Relembrando o início, Marise contou que a preparação para iniciar a produção começou ainda em 2019. Em março de 2020 ela começou a construção do espaço para criação dos peixes. Entretanto, apenas dez dias depois começar as obras, a pandemia chegou e tudo parou.
“Em 2020 a gente projetou, contratamos uma construtora para fazer. Inclusive, foi dez dias antes de fechar tudo por causa da pandemia. Então eu digo que nós somos crias da pandemia. Fizemos toda nossa construção no meio da pandemia e iniciamos a nossa criação”, relembrou.
Para entrar de vez na piscicultura, ela pesquisou técnicas de criação de tilápias por muito tempo e o que aparecia de feiras desse ramo, ela também estava dentro. Mesmo sendo bióloga e doutora em biotecnologia, viu a necessidade de saber mais sobre o ambiente ‘onde estava pisando’.
A piscicultora Marise Suzuki perdeu milhares de peixes, mas conseguiu começar a criação
Para além de entender de criação de peixes, a microempreendedora também se dedicou a pensar como iria tocar o negócio. Para isso, correu atrás de capacitações voltadas para pequenos produtores rurais ofertadas pelo Sebrae Tocantins.

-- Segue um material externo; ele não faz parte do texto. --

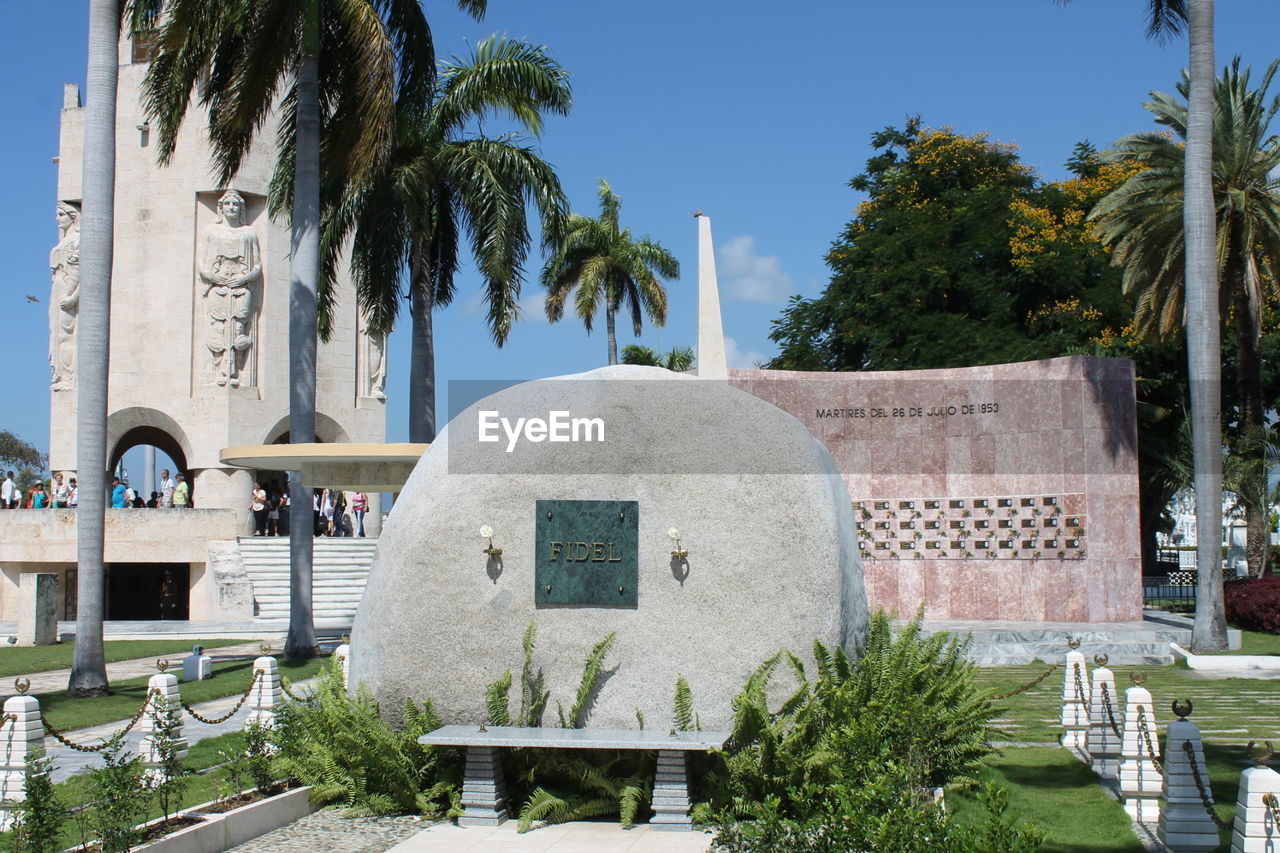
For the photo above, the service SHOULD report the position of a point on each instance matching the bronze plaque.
(586, 553)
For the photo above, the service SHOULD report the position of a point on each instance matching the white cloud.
(735, 357)
(749, 276)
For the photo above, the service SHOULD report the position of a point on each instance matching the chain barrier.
(1272, 802)
(1082, 696)
(1200, 787)
(78, 747)
(1146, 738)
(1028, 685)
(240, 703)
(1106, 706)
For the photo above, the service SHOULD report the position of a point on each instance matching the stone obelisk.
(711, 331)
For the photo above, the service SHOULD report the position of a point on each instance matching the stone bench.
(484, 793)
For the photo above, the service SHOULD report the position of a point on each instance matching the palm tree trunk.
(421, 369)
(1203, 333)
(609, 310)
(304, 272)
(92, 345)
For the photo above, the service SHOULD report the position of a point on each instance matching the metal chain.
(1106, 706)
(63, 739)
(1200, 785)
(214, 721)
(1028, 685)
(1146, 737)
(1084, 698)
(1272, 802)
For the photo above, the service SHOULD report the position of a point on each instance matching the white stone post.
(1141, 781)
(1184, 824)
(343, 653)
(163, 701)
(1104, 711)
(1075, 712)
(22, 738)
(266, 693)
(1255, 829)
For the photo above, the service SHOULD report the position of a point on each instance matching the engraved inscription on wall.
(1027, 527)
(586, 552)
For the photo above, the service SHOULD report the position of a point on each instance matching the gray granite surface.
(460, 735)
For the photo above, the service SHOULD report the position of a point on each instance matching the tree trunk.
(1203, 332)
(92, 345)
(421, 370)
(304, 270)
(609, 310)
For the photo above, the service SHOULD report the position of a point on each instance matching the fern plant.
(341, 746)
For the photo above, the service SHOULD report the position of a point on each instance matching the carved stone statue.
(64, 304)
(231, 264)
(378, 366)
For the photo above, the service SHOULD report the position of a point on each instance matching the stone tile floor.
(563, 838)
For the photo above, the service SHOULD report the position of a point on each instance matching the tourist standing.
(259, 507)
(182, 493)
(62, 492)
(359, 503)
(167, 488)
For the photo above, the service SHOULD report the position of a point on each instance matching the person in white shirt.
(167, 488)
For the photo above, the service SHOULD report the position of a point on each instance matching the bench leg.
(484, 794)
(671, 793)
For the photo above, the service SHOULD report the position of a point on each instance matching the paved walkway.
(562, 838)
(55, 680)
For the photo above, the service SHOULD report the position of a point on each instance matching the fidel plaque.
(586, 552)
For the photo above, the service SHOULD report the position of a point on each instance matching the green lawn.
(229, 679)
(40, 658)
(1052, 790)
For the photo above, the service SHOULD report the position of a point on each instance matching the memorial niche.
(586, 552)
(231, 267)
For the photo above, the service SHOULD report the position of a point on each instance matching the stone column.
(484, 792)
(671, 793)
(1256, 828)
(1141, 781)
(22, 738)
(1075, 711)
(37, 609)
(1184, 824)
(266, 693)
(1104, 721)
(163, 706)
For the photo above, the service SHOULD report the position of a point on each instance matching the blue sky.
(755, 113)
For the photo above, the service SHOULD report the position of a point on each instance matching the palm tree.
(679, 359)
(440, 183)
(92, 355)
(1203, 336)
(241, 55)
(604, 263)
(1143, 220)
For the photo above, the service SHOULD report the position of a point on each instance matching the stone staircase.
(1134, 643)
(339, 571)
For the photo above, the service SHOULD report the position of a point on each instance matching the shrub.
(342, 747)
(1253, 603)
(909, 708)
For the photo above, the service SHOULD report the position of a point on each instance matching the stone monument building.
(200, 361)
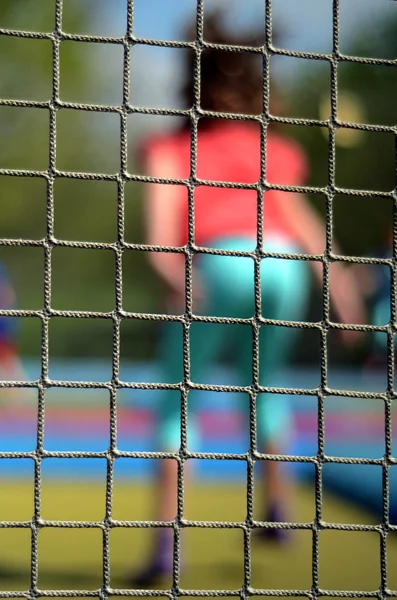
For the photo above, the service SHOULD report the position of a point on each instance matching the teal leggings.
(229, 286)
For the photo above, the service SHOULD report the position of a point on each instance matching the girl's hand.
(347, 300)
(176, 298)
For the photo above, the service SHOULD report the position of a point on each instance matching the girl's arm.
(309, 231)
(163, 206)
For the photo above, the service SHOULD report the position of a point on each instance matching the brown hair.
(230, 81)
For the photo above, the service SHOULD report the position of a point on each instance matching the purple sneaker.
(160, 564)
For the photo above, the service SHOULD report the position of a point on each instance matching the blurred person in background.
(375, 283)
(226, 219)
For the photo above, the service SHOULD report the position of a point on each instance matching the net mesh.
(324, 326)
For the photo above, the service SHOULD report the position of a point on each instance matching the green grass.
(72, 558)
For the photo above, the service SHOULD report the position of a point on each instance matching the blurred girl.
(229, 150)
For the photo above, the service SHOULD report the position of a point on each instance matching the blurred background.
(84, 279)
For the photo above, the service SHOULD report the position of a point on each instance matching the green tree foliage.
(89, 141)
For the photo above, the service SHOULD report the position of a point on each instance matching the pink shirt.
(229, 151)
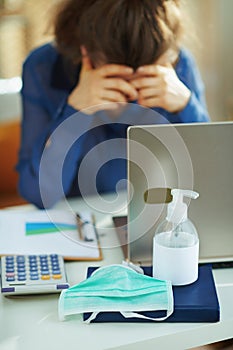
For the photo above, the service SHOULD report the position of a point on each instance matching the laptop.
(196, 156)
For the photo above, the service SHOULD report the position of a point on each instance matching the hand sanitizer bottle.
(176, 243)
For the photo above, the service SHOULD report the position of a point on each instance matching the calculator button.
(10, 264)
(33, 268)
(20, 258)
(10, 279)
(10, 274)
(20, 264)
(9, 258)
(22, 274)
(22, 278)
(34, 277)
(10, 269)
(45, 277)
(21, 269)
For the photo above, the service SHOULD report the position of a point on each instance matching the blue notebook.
(197, 302)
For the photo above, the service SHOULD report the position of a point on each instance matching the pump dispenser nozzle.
(177, 209)
(176, 243)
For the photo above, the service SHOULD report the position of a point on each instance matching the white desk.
(32, 322)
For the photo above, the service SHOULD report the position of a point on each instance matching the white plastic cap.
(177, 210)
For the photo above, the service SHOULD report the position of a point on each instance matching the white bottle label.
(178, 265)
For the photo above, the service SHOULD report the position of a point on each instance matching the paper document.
(49, 231)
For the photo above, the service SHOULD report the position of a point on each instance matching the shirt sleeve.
(39, 181)
(196, 109)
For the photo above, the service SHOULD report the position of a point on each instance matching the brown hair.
(131, 32)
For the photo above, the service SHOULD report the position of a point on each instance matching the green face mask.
(117, 288)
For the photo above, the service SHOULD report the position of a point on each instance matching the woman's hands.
(98, 87)
(159, 86)
(155, 85)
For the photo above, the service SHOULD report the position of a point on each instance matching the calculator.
(33, 274)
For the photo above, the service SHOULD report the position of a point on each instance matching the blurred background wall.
(23, 24)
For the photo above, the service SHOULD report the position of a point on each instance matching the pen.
(80, 225)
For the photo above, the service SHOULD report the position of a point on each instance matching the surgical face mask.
(117, 288)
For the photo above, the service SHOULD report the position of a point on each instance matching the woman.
(105, 55)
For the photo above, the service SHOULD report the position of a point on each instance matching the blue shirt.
(48, 79)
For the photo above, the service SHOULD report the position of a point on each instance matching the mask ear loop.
(92, 317)
(128, 314)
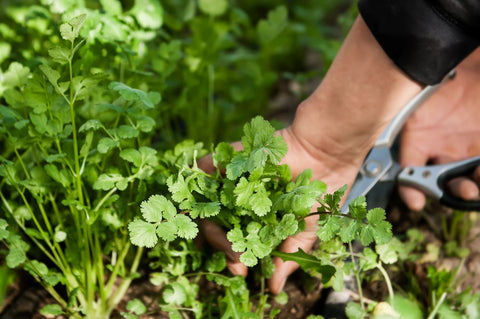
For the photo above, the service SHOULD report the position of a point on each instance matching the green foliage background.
(215, 63)
(96, 99)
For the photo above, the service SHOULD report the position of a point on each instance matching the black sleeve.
(425, 38)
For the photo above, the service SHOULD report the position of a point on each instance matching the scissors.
(379, 165)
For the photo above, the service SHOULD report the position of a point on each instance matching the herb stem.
(74, 132)
(357, 276)
(122, 289)
(387, 280)
(437, 306)
(21, 163)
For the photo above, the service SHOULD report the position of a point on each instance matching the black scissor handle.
(433, 181)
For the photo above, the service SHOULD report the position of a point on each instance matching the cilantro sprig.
(255, 199)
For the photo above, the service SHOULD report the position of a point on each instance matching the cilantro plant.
(63, 169)
(256, 199)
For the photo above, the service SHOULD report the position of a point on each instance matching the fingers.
(304, 240)
(217, 238)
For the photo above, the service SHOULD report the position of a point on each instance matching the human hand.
(445, 129)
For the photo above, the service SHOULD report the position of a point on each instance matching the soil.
(306, 295)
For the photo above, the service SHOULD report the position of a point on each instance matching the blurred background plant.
(216, 63)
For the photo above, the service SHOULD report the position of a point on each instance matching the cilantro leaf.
(142, 234)
(186, 228)
(153, 209)
(167, 230)
(204, 210)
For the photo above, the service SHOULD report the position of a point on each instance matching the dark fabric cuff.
(420, 38)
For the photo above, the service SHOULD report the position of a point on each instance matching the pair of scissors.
(380, 166)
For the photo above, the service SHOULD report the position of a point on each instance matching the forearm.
(362, 91)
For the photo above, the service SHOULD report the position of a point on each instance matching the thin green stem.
(437, 306)
(74, 132)
(21, 163)
(357, 276)
(122, 289)
(387, 280)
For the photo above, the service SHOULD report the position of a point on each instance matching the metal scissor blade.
(376, 165)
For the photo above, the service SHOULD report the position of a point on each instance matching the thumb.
(283, 269)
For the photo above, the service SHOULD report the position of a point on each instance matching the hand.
(445, 129)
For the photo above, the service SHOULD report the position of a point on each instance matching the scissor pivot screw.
(372, 168)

“Eu sou muito acadêmica e pular da academia para ser empreendedora na verdade foi um passo muito difícil. Porque não é fácil empreender, mesmo para quem tem todo o conhecimento. Então antes de empreender fiz muitos cursos do Sebrae de como lidar com pessoas, o Empretec, algumas metodologias de vendas, análise de perfil. Tentei me formar como gestora e empreendedora antes de ter a nossa piscicultura”, afirmou Marise.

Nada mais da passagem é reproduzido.